While working on Blutui, a terminal music player my Bluesound Hi-Fi amplifier, I ran into a classic interface design problem that perfectly illustrates the Interface Segregation Principle in Go.
Setup
The keyboard package needs to coordinate between several components:
type GlobalHandler struct {
app app.FocusStopper
player player.Controller
library library.Command
pages pagesManager
bar *bar.Bar
}
At first glance, this looks clean. But let’s examine what these interfaces actually require.
Challenges
The original approach would have been to create a massive interface:
// BAD: Fat interface violating ISP
type AppManager interface {
// Focus methods
SetFocus(p tview.Primitive) *tview.Application
SetPrevFocused(p string)
// App lifecycle
Stop()
Draw() *tview.Application
// Status methods
ShowBarComponent(p tview.Primitive)
CurrentPage() string
// Player methods
Play(url string)
Playpause()
Stop()
VolumeHold(bool)
// ... 20+ more methods
}
Every component would be forced to depend on this monolithic interface, even if they only needed one or two methods.

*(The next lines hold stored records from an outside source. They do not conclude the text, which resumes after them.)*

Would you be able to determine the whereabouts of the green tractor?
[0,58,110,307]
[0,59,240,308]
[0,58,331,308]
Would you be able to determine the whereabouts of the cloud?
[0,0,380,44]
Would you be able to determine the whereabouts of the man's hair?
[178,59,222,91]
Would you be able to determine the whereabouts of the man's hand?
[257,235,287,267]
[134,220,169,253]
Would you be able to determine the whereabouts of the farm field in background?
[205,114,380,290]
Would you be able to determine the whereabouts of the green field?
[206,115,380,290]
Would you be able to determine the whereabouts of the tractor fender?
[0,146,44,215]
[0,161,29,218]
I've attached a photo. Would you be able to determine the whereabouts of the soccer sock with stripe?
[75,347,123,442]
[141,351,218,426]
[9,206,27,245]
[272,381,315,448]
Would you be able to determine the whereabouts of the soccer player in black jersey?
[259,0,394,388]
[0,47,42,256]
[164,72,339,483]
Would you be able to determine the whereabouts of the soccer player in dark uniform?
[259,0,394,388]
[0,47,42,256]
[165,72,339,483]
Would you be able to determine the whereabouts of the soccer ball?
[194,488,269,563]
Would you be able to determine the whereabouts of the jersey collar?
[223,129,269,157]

Solution: Focused Interfaces
Instead, I segregated responsibilities into focused interfaces:
// Each interface has a single, clear purpose
type FocusStopper interface {
Focuser
Stopper
}
type Focuser interface {
SetFocus(p tview.Primitive) *tview.Application
SetPrevFocused(p string)
}
type Stopper interface {
Stop()
}
type Controller interface {
Play(url string)
Playpause()
Stop()
Next()
Previous()
VolumeHold(bool)
ToggleMute()
ToggleRepeatMode()
State() string
}
Payoff
Now each component depends only on what it actually uses:
// Keyboard handler only gets what it needs
func NewGlobalHandler(
a app.FocusStopper, // Just focus + stop
p player.Controller, // Just playback control
l library.Command, // Just library operations
pg pagesManager, // Just page management
b *bar.Bar, // Concrete type - it's simple
) *GlobalHandler
The benefits are immediate:
- Testability: Mock only the methods you care about
- Clarity: Interface names clearly communicate intent
- Flexibility: Components can implement just what they need
- Maintainability: Changes to unrelated functionality don’t ripple through
Interface Composition
Go’s interface embedding makes this even more elegant:
type FocusStopper interface {
Focuser // Embedded interface
Stopper // Embedded interface
}
The keyboard handler gets a clean API while the underlying App
struct implements all the focused interfaces naturally.
Takeaways
If you can’t give your interface a specific, meaningful name that describes exactly what it does, it’s probably too broad.
Controller
- controls playbackFocusStopper
- manages focus and stopsAppManager
- manages… everything?
Go’s small interfaces aren’t a limitation—they’re a feature that forces better design.
This approach reduced my testing complexity significantly and made the codebase much easier to navigate. Sometimes the best architecture decisions are the ones that make you write more interfaces, not fewer.